This tutorial explains how we can retrieve all data by integrating the maven dependency in Spark applications and processing with Spark Cassandra Datastax API.
Spark is the most popular parallel computing framework in Big Data development and on the other hand, Cassandra is the most well known No-SQL distributed database. Integrating these two technologies makes perfect sense when we want to analyze Big Data stored on Cassandra. We can load Cassandra data into spark to do some complex operations which otherwise is not possible in Cassandra and then saving the processed result back to Cassandra or some other output source.
In this blog, we will learn about reading, processing, converting and writing Cassandra rows in Spark using Cassandra-Spark Datastax API’s. This library makes you create Spark RDDs from Cassandra tables, compose Spark RDDs to Cassandra tables, and execute discretionary CQL queries in your Spark apps.
Once we create Spark RDDs/Dataframes from Cassandra tables, we can perform any analytics operation on top of it. You need to add below maven dependency in your spark application to use Cassandra-Spark datastax API’s.
Reading data from Cassandra
We will work with the Cassandra table below “books_by_author” in the popularBooks keyspace, which consists of details about books written by authors.
Retrieve author_name, book_name and rating of the books that are published after 2008 by author “James Patterson” using Spark Cassandra Datastax API
CQL: Select author_name, book_name, rating from books_by_author where author_name=’ James Patterson’ and publish_year > 2008;
Books Published After 2008 By James Patterson
Processing Cassandra Data
Retrieve all books with genre “crime”
Output format should be Author name: Book Name (publish year) [rating]
Example: James Patterson:Cross(2018)[3.8]
Books with Genre “Crime”
Converting Cassandra Data
While getting data from Cassandra database, we can convert it into either instance of case class or can create tuples from them using the below code snippet. In the first, I am creating a case class Book that contains “author_name, book_name, publish_year and rating” and instances of this case class will be created for each Cassandra row.
Cassandra Rows to Object
Cassandra Rows to Tuples: Method1
Cassandra Rows to Tuples: using As
Saving data back to Cassandra
Suppose we have some new table “latest_books” in which we want to save some processed output.
Saving data to Latest_Books
Spark Dataframe with Cassandra
We can use spark sqlContext read/write method to create and save data frames from and to Cassandra database.
Creating Dataframe from Cassandra
Saving Dataframe to Cassandra
Apache Cassandra is a main open-source distributed database equipped for stunning accomplishments of scale, yet its data model requires a touch of planning for it to perform well.

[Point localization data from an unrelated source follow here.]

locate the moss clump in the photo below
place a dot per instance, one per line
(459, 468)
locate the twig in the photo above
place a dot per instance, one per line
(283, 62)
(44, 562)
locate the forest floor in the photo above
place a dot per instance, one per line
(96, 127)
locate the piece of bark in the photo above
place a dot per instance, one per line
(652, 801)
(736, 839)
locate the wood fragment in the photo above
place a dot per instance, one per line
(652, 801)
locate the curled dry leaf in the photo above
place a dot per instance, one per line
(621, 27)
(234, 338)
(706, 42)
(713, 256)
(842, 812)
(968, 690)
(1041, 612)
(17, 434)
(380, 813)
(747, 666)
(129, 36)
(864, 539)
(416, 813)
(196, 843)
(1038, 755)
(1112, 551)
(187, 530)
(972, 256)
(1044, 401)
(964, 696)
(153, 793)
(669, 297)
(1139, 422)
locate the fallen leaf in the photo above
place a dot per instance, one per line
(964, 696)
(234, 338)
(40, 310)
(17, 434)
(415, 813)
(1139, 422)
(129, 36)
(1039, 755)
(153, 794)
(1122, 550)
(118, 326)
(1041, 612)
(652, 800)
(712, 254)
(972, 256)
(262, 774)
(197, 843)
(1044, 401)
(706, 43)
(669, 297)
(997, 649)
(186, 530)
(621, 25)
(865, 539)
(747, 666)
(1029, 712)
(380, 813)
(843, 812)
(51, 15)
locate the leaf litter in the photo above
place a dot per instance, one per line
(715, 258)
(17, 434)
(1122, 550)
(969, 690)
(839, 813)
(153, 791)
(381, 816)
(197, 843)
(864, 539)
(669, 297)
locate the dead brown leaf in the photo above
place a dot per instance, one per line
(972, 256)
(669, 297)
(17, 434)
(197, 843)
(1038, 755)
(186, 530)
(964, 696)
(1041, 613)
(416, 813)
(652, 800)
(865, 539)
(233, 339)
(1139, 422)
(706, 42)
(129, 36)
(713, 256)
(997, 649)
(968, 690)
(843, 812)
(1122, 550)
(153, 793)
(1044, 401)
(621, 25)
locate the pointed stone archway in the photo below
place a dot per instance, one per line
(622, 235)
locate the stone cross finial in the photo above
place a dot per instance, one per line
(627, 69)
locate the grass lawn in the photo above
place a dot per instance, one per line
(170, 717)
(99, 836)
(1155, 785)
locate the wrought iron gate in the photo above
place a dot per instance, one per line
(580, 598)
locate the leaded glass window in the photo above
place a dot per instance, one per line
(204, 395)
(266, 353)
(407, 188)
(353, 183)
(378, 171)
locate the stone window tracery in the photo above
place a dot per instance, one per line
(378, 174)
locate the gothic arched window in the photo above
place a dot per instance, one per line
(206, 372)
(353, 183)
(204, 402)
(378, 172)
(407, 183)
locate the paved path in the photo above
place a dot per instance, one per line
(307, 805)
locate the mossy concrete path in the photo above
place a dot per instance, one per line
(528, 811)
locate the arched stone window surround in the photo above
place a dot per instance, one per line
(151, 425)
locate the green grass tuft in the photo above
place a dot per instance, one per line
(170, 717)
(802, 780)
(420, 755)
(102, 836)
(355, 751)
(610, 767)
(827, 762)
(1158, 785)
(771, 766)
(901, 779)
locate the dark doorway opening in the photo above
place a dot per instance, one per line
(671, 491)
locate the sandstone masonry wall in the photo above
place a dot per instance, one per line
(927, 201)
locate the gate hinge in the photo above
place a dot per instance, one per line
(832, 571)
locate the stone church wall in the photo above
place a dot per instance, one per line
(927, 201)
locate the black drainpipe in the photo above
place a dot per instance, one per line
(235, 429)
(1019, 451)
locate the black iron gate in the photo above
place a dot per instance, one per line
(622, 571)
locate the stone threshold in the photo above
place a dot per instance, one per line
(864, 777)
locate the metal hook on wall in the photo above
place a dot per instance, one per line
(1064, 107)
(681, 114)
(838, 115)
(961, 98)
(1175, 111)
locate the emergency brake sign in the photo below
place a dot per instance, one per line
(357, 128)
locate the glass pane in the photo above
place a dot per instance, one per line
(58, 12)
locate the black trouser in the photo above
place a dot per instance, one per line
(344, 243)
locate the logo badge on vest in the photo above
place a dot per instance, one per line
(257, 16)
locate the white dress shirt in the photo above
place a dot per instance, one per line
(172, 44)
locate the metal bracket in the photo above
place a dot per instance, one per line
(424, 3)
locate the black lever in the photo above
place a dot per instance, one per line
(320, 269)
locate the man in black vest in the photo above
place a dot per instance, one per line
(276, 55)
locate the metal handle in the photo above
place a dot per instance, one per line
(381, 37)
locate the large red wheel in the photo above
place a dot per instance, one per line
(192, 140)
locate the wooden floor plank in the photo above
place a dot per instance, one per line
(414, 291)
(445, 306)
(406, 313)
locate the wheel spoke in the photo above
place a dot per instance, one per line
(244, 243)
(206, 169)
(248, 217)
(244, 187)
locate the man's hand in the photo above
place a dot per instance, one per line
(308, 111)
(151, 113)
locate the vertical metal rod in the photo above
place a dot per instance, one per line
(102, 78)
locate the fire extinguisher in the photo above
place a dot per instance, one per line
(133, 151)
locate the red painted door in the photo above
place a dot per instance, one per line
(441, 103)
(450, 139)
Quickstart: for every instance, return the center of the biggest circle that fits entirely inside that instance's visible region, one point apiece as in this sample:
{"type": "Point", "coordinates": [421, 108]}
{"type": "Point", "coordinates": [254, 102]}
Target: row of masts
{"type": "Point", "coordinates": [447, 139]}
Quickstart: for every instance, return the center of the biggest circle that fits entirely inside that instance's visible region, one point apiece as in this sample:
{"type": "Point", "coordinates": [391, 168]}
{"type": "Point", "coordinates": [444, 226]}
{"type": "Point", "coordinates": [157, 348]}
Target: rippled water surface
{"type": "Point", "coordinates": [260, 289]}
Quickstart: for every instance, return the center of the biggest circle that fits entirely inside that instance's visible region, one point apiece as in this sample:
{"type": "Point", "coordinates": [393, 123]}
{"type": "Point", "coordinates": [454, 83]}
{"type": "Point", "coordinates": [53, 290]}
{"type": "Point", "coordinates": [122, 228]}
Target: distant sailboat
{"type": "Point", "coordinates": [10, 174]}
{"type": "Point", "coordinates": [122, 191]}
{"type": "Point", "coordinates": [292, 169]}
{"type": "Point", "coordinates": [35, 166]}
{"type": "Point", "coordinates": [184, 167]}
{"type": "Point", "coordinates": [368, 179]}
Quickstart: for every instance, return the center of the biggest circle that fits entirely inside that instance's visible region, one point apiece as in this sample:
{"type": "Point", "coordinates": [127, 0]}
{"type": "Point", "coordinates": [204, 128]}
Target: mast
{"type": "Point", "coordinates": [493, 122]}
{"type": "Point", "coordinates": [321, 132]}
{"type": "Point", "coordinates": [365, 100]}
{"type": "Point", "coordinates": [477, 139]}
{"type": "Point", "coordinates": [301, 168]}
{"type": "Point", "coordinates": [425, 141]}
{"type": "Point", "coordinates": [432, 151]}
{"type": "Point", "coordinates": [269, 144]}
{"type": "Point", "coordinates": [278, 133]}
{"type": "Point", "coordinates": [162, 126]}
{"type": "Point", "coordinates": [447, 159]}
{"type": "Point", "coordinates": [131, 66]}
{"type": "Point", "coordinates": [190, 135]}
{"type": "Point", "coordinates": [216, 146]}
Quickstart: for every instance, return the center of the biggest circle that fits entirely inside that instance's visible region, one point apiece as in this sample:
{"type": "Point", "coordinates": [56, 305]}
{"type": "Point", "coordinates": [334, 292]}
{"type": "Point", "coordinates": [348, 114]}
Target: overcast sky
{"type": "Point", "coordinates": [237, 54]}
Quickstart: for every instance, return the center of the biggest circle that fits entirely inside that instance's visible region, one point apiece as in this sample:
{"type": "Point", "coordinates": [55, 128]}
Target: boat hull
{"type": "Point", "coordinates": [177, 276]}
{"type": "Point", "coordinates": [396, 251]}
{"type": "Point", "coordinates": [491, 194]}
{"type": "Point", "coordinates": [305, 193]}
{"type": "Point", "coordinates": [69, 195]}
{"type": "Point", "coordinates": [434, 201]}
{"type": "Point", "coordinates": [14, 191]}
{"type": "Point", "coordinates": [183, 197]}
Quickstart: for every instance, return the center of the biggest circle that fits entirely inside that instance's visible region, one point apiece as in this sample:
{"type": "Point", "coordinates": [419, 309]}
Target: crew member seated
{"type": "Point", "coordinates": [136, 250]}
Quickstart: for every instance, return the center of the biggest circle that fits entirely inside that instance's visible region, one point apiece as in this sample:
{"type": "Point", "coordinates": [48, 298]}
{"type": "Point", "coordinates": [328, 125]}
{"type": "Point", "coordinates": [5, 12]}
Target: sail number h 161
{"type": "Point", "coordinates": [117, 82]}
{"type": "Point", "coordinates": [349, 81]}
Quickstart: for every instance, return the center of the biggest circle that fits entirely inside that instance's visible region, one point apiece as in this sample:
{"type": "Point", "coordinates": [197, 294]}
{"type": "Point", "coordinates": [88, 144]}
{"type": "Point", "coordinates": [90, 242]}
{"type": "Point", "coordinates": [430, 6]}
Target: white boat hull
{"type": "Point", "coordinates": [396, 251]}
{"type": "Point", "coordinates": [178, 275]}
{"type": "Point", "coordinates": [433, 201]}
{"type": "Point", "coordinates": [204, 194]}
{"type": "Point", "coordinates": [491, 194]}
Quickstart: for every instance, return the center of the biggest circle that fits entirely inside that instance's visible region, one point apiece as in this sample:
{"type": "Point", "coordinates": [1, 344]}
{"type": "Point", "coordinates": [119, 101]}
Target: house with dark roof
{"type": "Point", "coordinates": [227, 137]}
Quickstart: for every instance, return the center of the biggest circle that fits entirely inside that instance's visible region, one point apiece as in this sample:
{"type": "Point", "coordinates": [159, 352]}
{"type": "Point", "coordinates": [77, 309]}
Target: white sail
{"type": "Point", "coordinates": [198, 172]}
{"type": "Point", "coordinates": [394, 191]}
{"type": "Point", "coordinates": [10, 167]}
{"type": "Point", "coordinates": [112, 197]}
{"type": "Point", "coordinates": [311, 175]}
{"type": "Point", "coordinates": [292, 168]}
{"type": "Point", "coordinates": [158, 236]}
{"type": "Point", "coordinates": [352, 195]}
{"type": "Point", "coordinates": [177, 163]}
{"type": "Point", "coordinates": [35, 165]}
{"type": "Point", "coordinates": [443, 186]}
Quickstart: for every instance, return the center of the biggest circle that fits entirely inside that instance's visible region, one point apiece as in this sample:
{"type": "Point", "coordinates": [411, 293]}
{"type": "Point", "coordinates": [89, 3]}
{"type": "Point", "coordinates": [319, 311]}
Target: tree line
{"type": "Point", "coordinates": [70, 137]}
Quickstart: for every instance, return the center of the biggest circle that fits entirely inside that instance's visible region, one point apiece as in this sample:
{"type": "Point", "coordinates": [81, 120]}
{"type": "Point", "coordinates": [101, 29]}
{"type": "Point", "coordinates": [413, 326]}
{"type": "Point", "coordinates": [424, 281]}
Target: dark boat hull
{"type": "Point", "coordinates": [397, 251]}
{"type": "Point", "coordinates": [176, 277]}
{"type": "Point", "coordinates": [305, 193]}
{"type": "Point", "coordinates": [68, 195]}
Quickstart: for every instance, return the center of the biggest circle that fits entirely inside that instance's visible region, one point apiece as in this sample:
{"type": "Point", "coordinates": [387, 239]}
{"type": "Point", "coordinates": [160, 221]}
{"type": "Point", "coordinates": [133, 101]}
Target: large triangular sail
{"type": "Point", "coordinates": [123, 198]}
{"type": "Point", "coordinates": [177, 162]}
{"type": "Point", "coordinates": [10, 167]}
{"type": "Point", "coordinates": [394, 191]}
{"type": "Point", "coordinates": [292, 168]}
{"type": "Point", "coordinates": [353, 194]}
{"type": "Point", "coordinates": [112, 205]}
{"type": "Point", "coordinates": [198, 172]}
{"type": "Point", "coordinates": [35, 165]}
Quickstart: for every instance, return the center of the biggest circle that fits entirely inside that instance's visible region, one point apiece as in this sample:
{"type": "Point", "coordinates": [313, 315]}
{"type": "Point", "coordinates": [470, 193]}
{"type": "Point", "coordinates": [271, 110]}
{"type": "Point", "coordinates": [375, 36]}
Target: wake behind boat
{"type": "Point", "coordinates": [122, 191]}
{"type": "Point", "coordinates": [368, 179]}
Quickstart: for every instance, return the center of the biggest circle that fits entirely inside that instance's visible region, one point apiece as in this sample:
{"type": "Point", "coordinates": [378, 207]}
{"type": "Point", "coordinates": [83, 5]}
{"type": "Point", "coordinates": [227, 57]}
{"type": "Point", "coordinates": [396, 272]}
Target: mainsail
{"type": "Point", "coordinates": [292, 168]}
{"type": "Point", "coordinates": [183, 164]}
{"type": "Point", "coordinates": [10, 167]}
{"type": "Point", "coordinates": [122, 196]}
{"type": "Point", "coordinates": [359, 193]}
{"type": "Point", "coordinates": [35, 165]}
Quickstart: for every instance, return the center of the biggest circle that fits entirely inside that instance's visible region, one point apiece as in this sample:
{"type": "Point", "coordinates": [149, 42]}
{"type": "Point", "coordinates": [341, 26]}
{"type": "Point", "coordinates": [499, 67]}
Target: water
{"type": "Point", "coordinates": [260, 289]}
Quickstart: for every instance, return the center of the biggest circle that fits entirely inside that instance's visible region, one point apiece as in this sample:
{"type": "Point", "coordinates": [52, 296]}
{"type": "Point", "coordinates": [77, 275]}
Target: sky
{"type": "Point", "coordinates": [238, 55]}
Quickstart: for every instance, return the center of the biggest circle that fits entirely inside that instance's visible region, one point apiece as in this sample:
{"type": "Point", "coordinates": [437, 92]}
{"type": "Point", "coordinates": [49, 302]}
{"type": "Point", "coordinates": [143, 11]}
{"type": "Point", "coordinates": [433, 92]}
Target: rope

Spark is a distributed computation framework enhanced to work in-memory, and massively affected by ideas from functional programming dialects.
Spark with Cassandra delivers an incredible open-source Big Data analytic solution. It is actually what a Cassandra array needs to deliver real-time, ad-hoc questioning of operational data at scale. Thus, in this article, it is shown how we can fetch author, rating and book name utilizing Spark Cassandra Datastax API.